The interim report from Hendy’s Union Connectivity Review sets out a range of priorities to be explored, including:
- better connections for passengers from HS2 to Scotland and North Wales
- East Coast Main Line improvements
- upgrade the A75 from the ferry port at Cairnryan to the M6 corridor for freight and passengers to and from Northern Ireland
- relief from congestion for the M4 corridor in South Wales
- more port capacity at Holyhead, with improved connections from Anglesey to the mainland.
However, an assessment of prospects for a fixed link between Northern Ireland and Great Britain has been subcontracted to two eminent engineers.

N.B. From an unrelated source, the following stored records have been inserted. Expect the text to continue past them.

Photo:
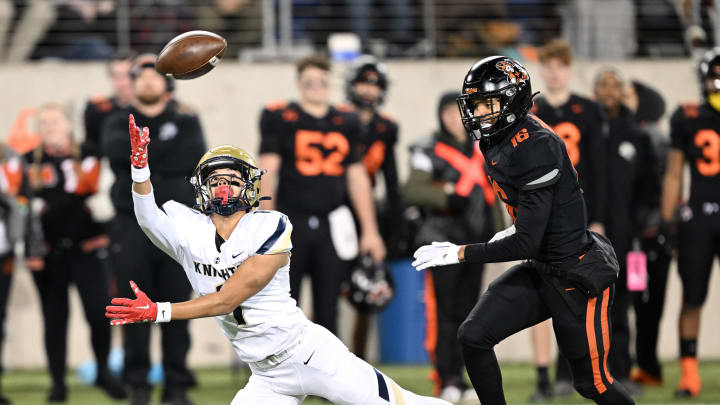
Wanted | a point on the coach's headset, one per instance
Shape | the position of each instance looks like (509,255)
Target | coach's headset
(221,201)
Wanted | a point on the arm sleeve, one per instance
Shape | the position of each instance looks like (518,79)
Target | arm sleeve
(157,225)
(389,169)
(269,133)
(533,212)
(274,233)
(677,134)
(598,172)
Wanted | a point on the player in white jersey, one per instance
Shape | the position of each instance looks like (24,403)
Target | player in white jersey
(237,259)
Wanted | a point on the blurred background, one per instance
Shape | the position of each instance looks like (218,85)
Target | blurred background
(58,51)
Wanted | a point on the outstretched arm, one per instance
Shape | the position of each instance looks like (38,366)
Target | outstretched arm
(152,220)
(249,278)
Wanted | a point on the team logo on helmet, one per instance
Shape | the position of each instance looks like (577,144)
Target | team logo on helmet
(515,73)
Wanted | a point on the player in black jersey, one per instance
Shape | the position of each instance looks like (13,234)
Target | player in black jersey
(311,152)
(577,121)
(101,107)
(366,87)
(695,139)
(570,271)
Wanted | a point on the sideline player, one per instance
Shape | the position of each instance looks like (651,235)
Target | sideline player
(695,138)
(570,272)
(237,259)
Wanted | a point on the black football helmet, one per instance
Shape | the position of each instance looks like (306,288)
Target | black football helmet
(367,69)
(371,287)
(709,76)
(495,77)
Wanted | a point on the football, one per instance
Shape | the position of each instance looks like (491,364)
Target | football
(191,55)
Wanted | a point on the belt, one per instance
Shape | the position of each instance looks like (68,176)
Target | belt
(277,358)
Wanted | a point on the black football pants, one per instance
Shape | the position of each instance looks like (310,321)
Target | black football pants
(314,255)
(649,306)
(53,283)
(162,279)
(521,298)
(6,268)
(456,289)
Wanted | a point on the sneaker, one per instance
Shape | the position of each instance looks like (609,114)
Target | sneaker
(690,383)
(139,396)
(58,393)
(562,388)
(451,394)
(111,385)
(642,377)
(176,396)
(469,397)
(541,395)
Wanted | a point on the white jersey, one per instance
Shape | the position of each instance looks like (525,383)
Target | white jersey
(265,323)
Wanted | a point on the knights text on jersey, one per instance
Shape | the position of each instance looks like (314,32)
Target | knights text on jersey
(270,320)
(315,154)
(695,130)
(532,158)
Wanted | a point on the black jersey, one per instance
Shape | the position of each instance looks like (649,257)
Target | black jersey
(696,131)
(531,172)
(96,111)
(315,155)
(579,124)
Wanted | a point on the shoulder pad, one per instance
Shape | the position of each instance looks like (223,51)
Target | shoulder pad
(537,160)
(271,232)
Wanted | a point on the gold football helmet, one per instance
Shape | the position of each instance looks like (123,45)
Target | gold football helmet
(203,180)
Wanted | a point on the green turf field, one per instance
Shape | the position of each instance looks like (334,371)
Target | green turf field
(218,386)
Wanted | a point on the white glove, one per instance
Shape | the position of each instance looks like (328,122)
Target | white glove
(437,254)
(503,234)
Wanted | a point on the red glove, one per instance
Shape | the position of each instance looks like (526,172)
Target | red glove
(138,144)
(124,310)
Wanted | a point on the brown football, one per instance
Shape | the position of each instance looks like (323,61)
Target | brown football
(191,55)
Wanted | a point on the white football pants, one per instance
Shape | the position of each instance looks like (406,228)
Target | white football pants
(322,366)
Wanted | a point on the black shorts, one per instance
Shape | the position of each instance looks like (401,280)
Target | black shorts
(698,244)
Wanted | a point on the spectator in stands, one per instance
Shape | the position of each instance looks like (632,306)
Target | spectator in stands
(17,222)
(649,107)
(177,146)
(63,180)
(448,183)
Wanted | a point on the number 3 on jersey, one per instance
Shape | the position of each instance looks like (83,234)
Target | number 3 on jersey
(237,313)
(310,159)
(709,141)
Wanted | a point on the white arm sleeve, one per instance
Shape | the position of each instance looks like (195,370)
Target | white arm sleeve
(157,225)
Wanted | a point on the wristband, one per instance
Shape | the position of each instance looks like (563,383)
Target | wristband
(164,312)
(139,175)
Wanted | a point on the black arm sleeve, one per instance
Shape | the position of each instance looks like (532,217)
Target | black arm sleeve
(269,132)
(534,208)
(598,170)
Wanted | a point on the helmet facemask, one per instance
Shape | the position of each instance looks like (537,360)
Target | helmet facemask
(492,123)
(229,191)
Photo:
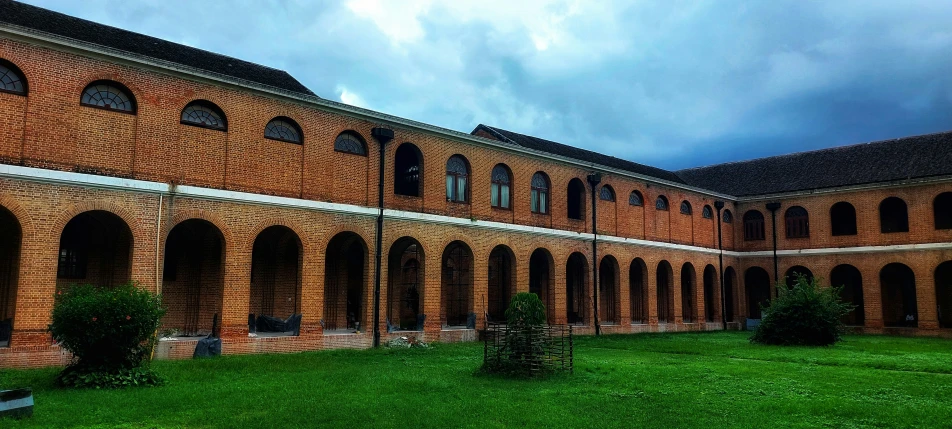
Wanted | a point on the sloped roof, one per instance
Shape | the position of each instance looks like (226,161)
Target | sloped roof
(47,21)
(905,158)
(567,151)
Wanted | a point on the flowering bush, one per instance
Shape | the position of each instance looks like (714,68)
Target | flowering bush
(109,331)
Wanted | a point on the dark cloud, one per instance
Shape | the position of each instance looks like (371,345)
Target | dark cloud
(672,84)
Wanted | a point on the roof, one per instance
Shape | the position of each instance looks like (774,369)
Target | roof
(47,21)
(567,151)
(905,158)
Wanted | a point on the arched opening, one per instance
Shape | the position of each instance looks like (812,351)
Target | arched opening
(275,279)
(943,293)
(638,284)
(541,280)
(458,286)
(792,272)
(893,215)
(663,277)
(576,199)
(757,283)
(193,277)
(942,210)
(851,280)
(405,286)
(576,295)
(95,248)
(898,288)
(608,290)
(730,280)
(711,304)
(345,280)
(843,219)
(10,238)
(502,277)
(688,280)
(408,171)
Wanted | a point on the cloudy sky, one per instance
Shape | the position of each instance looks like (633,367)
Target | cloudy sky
(667,83)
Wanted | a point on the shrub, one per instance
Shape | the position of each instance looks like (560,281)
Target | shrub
(806,314)
(109,331)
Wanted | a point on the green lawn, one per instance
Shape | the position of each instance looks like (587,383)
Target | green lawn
(653,380)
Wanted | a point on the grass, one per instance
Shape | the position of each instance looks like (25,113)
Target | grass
(650,380)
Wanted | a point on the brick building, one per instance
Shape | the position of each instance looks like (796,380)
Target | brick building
(232,190)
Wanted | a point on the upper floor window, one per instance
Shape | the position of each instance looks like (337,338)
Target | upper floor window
(11,78)
(636,199)
(686,208)
(797,222)
(893,215)
(108,95)
(754,226)
(843,219)
(540,193)
(942,210)
(457,179)
(499,190)
(205,114)
(350,142)
(283,129)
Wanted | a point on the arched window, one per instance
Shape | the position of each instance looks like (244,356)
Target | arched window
(540,193)
(798,222)
(205,114)
(11,78)
(753,225)
(686,207)
(842,219)
(893,216)
(457,179)
(636,199)
(108,95)
(350,142)
(942,209)
(283,129)
(499,188)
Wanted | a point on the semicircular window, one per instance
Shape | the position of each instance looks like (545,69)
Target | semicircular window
(11,79)
(205,114)
(283,129)
(350,143)
(108,95)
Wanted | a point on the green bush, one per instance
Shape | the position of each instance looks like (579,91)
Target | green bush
(109,331)
(806,314)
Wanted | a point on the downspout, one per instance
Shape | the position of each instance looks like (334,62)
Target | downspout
(594,179)
(383,136)
(720,265)
(773,207)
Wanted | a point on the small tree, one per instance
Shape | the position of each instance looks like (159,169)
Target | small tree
(805,314)
(109,331)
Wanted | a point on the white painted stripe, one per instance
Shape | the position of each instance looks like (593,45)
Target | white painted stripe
(132,185)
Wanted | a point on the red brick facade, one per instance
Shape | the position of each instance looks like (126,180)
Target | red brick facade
(312,252)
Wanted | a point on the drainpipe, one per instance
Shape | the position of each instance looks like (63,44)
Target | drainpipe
(718,205)
(594,179)
(383,136)
(773,207)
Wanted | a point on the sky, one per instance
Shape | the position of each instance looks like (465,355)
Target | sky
(670,83)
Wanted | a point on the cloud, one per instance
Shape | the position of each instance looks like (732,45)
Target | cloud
(672,84)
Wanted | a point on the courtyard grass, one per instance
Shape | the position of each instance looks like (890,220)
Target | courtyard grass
(650,380)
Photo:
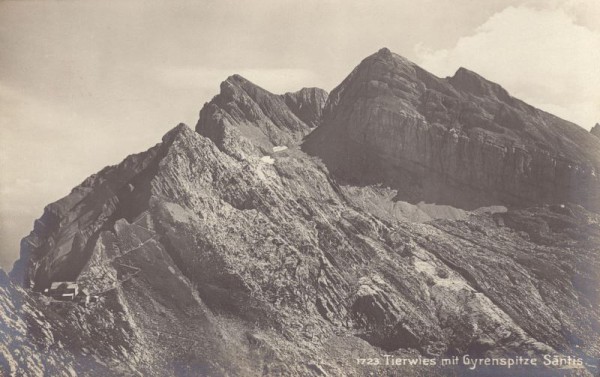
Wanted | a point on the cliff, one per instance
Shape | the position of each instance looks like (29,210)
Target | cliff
(462,140)
(219,252)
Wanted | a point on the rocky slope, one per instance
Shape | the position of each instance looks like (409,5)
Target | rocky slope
(219,252)
(596,130)
(262,119)
(462,140)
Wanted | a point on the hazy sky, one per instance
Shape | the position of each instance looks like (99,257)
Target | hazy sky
(83,84)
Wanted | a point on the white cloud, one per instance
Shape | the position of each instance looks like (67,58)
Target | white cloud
(542,56)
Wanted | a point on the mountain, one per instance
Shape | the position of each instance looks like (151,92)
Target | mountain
(462,141)
(277,238)
(596,130)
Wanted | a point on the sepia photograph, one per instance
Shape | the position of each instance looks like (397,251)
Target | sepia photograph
(300,188)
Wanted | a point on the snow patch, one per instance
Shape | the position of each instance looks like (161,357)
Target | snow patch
(268,160)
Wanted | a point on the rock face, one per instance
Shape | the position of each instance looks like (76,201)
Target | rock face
(262,119)
(219,252)
(596,130)
(462,141)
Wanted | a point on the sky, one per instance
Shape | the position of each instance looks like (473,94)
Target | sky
(85,83)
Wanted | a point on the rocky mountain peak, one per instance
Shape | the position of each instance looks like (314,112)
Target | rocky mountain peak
(391,121)
(471,82)
(596,130)
(245,119)
(230,251)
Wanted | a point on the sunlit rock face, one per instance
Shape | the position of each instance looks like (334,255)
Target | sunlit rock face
(227,250)
(461,140)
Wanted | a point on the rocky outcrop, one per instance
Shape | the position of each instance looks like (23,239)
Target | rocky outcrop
(246,119)
(210,259)
(462,141)
(596,130)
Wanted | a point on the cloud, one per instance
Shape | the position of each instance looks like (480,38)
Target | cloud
(543,56)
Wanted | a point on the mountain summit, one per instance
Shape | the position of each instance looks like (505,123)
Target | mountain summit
(462,140)
(298,234)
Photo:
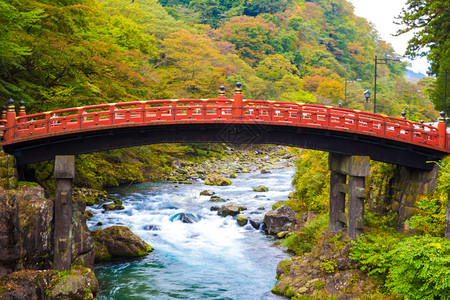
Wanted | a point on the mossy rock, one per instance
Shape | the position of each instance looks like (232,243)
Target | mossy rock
(118,241)
(215,179)
(89,214)
(260,188)
(277,204)
(216,199)
(242,220)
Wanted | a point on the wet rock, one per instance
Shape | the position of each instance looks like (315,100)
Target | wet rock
(256,223)
(112,206)
(82,241)
(216,199)
(185,218)
(231,209)
(242,220)
(260,188)
(206,193)
(118,241)
(283,234)
(152,227)
(80,283)
(305,276)
(214,208)
(279,219)
(215,179)
(278,204)
(25,229)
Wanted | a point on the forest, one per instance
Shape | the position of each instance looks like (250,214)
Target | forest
(59,54)
(67,53)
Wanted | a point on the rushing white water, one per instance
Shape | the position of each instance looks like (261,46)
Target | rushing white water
(213,258)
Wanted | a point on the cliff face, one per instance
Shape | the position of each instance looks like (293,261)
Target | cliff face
(25,229)
(397,188)
(26,243)
(26,239)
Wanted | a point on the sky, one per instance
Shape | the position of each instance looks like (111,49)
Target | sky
(382,13)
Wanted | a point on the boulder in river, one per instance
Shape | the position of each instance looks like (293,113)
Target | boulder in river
(215,179)
(256,223)
(118,241)
(206,193)
(216,199)
(214,208)
(279,220)
(242,220)
(185,218)
(76,283)
(152,227)
(231,209)
(260,188)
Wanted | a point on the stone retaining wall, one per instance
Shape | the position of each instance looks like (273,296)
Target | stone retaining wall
(8,171)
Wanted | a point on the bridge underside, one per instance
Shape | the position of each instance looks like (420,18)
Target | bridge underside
(319,139)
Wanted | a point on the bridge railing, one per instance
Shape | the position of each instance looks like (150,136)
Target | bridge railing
(96,117)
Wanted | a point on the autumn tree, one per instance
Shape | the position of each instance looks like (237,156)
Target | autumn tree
(254,37)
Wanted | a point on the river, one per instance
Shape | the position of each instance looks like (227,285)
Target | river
(213,258)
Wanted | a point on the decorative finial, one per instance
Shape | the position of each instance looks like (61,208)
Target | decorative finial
(238,89)
(222,91)
(21,106)
(11,107)
(442,117)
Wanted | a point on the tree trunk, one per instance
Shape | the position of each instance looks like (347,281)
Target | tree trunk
(447,220)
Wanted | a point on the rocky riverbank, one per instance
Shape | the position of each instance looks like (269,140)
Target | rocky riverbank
(26,244)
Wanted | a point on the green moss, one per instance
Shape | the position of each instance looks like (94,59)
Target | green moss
(277,204)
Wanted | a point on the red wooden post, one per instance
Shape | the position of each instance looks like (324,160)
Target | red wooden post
(3,116)
(221,93)
(238,102)
(10,121)
(22,112)
(442,130)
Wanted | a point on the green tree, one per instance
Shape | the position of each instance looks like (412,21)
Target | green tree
(430,22)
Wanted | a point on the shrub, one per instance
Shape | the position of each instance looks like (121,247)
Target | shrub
(312,182)
(421,268)
(372,252)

“I have asked two experts, Professor Douglas Oakervee CBE and Professor Gordon Masterton OBE, to lead a discrete piece of work,” he said, “using engineering consultants, to assess the feasibility of such a link, and an outline cost and timescale for the link and the associated works needed.”
Doug Oakervee is a past chairman of both HS2 and Crossrail and was the 139th president of the Institution of Civil Engineers. He was the chief engineer on the Hong Kong Mass Transit Railway and was project director for Hong Kong International Airport at Chek Lap Kok. He also undertook a review of HS2 for the prime minister in January 2020, having previously advised Boris Johnson on aspirations for a new London airport in the Thames estuary.
Gordon Masterson is a previous vice-president of Jacobs Engineering and also a past president of the Institution of Civil Engineers and of the Institution of Engineers and Shipbuilders in Scotland. He is a former chairman of the Construction Industry Council and founder and current chairman of the Scottish Engineering Hall of Fame. He was the UK government’s project representative on Crossrail and chairs the independent assurance panel for the HS2 high-speed rail link. He is chair of Future Infrastructure at the University of Edinburgh.
Not everyone is keen on the idea. Sinn Féin vice president Michelle O’Neill, deputy first minister of Northern Ireland, said: “The pipe dream bridge between the North and Scotland is a smokescreen for the Brexit fallout amongst the unionists who engineered it on both sides of the Irish Sea.”